People’s jobs could end in a moment. I remember the very first rig I worked on, in 1973. It was BP’s flagship the Sea Quest. I went out to it with a guy who worked as a caterer, a steward. He was an older guy, in his mid 30s. He was very excited: it was our first trip to an oil rig and it was very cutting edge then. He was really excited about coming home after his 14 days. We were all having a drink – you were allowed cans of beer on the rig at that time (one can a day officially). But he never came back. And he never came back because someone [in management] decided there was something dodgy about him; he just wasn’t right for them.

GL. So people were blacklisted?

NR. I wouldn’t even say blacklisted. His face just didn’t fit, as far as they were concerned. If you raised any issues, or challenged anything that was going on – well there was no question. You certainly would never come back. But my point is that even if you didn’t do anything like that, you were in danger.

GL. Who were these managers? What type of companies were they working for?

NR. I was (still am) in the drilling side. There, the drilling companies are the policemen. The oil companies ran the show in the sense that they paid the wages. But they let the drilling companies run the day to day show. And management – assistant drillers, drillers and toolpushers – were, to begin with, all from the Deep South of the USA. Literally. They had got used to treating “oil field trash” [oil workers] a certain way in America, and they were allowed to carry on with that in the British sector. In Norway, there was a big reaction to it. The guys organised and fought back.

GL. So the individual managers were American by nationality? BP or Shell or whoever would hire the rig and bring in the drilling contractors to do the work…

NR. There were some British drilling contractors too, and they were a bit more liberal. They came with the traditions of the British merchant navy, which are not very liberal, but are more liberal than the Americans. These managers bullied and browbeat people. And it was very difficult to organise against that. Once you were on the beach, how could you get back on to the job?

Guys were very vulnerable, and the unions were not responding to this. So, for example, when I first went offshore, I joined the Transport & General Workers Union (T&GWU) and I tried to get the guys on the rig (Sedco 135F) to join. Then we were working two weeks on, one week off. You went out on a Monday and came back on a Monday, so in reality it was more like fifteen days on and six days off. So the guys didn’t have time to go into the union office when they were back onshore. So I was getting their dues off them, and then going into the office and handing it over, getting them cards, like an unofficial dues-taker.

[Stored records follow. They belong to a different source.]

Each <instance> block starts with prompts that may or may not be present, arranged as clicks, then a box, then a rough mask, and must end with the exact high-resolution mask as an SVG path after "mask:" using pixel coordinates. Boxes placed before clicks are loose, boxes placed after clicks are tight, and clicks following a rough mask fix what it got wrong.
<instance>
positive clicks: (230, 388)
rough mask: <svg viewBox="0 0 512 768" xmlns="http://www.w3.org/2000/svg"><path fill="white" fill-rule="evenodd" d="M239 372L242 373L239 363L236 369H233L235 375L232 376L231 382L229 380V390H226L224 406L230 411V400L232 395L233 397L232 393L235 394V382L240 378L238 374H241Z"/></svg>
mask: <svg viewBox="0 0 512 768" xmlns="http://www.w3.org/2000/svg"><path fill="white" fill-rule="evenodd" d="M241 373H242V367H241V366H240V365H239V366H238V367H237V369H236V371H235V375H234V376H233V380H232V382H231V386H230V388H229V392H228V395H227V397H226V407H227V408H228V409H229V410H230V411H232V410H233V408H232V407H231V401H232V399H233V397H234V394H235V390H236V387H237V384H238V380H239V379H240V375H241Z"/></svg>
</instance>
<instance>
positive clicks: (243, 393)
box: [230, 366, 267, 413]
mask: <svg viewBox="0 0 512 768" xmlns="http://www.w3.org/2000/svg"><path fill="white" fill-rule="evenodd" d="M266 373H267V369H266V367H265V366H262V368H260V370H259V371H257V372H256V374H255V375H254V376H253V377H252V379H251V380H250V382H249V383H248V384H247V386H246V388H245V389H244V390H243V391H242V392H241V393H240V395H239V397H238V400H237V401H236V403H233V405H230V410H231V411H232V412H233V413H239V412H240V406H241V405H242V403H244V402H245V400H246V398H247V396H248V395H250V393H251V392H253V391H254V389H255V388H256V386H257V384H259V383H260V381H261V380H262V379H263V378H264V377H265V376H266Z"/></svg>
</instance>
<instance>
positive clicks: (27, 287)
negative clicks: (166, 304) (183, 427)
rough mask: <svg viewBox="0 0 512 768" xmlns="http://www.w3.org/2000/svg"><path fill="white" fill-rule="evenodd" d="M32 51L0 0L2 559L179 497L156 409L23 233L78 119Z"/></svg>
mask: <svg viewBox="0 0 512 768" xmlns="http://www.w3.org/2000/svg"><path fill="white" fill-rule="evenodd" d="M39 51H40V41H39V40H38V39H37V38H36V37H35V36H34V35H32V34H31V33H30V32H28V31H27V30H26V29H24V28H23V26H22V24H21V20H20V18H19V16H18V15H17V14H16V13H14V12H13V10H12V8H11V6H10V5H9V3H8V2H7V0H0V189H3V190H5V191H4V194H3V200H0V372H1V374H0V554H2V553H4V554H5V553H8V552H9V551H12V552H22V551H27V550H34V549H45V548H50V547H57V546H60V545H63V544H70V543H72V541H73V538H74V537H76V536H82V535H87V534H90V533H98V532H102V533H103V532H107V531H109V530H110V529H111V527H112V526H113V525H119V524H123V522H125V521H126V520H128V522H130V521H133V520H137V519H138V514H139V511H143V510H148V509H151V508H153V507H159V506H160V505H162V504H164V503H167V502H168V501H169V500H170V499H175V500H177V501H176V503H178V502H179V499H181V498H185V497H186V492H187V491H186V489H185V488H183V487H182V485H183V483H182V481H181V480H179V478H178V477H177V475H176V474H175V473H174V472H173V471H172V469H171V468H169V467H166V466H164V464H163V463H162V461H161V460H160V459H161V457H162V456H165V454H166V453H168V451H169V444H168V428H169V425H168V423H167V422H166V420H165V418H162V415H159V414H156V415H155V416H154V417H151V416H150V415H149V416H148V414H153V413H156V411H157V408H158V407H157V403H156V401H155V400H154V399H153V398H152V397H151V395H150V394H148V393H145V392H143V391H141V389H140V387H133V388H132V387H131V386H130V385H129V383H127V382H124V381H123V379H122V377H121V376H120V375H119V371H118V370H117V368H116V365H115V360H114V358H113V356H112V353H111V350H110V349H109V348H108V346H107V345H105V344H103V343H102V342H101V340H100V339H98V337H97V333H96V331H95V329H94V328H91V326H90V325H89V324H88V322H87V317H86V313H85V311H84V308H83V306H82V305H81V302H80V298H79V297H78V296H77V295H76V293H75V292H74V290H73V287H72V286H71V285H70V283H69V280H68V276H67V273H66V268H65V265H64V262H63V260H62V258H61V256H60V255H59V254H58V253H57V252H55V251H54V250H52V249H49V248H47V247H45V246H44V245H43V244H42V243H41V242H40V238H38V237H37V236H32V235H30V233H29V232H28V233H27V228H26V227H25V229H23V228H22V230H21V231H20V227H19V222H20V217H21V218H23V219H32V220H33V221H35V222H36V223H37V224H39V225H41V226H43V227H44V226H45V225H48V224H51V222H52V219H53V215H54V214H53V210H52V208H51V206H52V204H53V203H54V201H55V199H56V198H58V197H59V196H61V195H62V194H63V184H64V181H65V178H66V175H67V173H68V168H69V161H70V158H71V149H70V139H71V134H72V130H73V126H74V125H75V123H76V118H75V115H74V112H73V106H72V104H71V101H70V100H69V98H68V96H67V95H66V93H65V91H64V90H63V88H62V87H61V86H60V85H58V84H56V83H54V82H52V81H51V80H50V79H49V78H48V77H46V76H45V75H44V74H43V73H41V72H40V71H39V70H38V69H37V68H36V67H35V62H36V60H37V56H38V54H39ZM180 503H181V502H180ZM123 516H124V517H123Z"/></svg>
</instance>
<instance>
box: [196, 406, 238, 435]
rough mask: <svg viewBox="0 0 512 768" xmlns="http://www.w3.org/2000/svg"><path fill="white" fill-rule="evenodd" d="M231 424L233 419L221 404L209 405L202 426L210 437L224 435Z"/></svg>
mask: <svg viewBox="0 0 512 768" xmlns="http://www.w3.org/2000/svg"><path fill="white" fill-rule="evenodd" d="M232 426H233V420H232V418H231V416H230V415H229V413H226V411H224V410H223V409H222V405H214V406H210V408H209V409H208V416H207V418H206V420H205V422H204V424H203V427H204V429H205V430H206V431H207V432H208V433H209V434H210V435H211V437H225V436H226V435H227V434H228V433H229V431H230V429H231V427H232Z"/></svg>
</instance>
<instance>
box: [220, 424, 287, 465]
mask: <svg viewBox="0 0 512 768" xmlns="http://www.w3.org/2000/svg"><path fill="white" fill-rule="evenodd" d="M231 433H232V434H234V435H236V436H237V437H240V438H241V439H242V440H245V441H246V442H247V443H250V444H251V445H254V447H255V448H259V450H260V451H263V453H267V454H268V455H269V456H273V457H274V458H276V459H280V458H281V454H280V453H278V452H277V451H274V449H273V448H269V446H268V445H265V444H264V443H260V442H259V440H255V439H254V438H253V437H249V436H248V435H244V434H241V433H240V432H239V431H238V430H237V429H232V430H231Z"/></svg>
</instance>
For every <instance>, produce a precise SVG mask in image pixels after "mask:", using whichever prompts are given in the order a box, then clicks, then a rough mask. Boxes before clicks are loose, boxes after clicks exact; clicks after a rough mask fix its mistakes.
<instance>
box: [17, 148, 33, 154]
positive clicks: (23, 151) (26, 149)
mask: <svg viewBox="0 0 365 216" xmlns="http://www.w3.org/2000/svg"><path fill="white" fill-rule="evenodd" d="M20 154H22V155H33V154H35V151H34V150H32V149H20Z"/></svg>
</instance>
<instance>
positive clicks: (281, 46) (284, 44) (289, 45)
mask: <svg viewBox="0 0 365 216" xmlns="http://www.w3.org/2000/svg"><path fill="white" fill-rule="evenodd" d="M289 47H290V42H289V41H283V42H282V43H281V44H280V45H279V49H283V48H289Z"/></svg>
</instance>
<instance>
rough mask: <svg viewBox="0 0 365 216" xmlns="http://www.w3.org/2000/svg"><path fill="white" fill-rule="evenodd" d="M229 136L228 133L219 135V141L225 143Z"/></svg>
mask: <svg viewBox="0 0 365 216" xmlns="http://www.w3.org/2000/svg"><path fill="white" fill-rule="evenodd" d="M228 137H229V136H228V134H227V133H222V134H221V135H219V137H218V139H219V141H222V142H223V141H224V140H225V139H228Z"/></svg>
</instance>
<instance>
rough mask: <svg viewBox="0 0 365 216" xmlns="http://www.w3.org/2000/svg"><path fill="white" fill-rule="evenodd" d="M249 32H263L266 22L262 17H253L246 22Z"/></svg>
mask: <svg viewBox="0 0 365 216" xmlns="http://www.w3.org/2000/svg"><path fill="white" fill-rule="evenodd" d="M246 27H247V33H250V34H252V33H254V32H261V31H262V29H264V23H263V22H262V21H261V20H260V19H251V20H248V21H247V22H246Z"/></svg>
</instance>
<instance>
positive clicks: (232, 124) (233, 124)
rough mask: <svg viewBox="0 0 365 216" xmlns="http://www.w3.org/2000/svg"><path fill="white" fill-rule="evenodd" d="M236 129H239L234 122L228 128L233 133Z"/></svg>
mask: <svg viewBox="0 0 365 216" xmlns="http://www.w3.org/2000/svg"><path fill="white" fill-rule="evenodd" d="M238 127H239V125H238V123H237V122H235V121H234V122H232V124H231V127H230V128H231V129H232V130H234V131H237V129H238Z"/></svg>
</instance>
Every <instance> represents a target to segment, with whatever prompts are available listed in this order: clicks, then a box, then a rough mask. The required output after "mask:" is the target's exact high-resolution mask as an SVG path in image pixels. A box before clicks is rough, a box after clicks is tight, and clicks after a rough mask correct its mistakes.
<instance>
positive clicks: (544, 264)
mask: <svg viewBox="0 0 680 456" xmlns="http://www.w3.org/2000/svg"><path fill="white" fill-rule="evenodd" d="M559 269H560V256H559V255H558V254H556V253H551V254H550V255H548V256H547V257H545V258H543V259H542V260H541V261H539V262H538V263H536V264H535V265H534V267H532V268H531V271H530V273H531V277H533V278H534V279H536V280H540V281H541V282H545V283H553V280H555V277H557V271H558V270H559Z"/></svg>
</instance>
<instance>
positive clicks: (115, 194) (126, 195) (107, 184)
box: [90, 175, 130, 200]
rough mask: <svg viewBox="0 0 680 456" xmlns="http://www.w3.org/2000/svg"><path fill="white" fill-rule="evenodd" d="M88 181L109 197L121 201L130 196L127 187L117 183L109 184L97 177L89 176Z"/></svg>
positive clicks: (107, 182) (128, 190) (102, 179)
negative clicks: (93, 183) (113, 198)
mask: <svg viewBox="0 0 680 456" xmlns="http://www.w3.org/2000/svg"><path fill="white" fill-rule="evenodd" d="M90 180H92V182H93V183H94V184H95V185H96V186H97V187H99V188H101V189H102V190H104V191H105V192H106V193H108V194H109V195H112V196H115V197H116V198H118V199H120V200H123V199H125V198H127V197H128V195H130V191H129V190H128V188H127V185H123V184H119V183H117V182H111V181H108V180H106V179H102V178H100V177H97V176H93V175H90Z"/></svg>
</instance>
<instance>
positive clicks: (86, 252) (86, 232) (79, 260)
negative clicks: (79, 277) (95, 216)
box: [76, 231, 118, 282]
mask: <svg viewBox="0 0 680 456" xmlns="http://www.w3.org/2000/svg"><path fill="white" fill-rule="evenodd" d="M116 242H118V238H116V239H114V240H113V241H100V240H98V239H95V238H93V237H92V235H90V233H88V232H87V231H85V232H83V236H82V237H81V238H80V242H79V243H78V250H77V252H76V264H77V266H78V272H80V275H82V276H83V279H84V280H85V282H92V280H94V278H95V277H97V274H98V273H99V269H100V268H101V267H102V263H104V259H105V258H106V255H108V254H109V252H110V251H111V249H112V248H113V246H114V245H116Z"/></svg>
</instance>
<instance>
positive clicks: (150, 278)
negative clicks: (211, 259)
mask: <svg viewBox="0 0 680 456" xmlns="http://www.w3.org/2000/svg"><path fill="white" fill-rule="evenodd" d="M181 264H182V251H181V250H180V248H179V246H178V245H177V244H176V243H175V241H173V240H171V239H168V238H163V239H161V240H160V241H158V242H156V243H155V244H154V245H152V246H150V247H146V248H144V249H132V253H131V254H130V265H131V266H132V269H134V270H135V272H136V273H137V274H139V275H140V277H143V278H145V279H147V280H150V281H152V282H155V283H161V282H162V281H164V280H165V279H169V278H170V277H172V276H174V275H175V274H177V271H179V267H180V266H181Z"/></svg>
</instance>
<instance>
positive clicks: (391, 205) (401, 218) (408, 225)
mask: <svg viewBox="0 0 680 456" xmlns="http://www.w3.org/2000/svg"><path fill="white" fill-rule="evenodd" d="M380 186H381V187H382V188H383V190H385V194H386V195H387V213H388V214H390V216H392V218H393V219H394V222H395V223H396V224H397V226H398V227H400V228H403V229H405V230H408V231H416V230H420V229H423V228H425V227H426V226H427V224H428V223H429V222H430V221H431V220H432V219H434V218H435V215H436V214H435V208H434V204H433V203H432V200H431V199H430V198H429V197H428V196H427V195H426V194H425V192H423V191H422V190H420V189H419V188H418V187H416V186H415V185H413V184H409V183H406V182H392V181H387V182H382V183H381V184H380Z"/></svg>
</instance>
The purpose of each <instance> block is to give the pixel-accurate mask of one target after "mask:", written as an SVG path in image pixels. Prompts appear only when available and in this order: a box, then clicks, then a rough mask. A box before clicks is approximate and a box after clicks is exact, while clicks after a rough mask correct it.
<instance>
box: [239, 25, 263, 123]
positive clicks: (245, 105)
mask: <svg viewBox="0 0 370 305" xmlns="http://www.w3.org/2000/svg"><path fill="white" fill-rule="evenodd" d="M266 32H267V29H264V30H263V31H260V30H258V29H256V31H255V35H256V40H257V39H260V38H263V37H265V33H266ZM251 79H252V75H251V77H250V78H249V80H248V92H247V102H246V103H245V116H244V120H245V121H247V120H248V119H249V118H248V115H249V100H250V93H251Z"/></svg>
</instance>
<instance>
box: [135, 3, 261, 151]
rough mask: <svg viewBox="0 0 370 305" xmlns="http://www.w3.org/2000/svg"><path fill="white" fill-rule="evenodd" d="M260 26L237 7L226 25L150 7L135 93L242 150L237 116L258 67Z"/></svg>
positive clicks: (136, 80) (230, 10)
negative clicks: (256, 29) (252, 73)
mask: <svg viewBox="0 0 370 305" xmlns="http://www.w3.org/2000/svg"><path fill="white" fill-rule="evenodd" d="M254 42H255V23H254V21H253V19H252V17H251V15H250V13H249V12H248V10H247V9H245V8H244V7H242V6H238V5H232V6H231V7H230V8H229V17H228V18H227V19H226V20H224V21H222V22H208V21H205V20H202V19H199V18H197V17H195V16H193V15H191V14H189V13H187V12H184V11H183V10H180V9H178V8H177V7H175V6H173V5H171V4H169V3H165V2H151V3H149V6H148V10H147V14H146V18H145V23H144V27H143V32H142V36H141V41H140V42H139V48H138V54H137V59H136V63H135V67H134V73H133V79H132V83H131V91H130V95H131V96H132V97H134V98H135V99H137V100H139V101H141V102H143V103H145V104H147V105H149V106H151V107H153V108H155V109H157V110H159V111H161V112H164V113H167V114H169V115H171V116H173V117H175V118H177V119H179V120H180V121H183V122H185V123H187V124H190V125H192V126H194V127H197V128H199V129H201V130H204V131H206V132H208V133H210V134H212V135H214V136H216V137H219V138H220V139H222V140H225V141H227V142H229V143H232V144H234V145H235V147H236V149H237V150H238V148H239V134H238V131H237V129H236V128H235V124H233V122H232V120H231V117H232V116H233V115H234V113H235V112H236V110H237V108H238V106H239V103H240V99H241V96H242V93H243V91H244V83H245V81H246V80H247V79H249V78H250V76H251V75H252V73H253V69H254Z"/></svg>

After a certain amount of time they [the union] stopped me doing this [with a stupid formality]. Obviously there had been collusion between the employers and the union. Nevertheless, guys joined. Eventually, after I was back on shore, some of the guys I had recruited into the T&GWU actually held a strike, on another rig. I think this was on the Sedco 135G. That was in around 1974 or 5. There were other things happening out there, though I didn’t hear about it at the time. I got to know one guy, Davy Robertson, who was involved in some sort of action on a Dixieland Field semi.

But in the main the unions did not offer guys any sort of protection, no leadership – none. In fact the very opposite. As the example I have given shows, if anyone made an attempt to do anything, they would slap it down.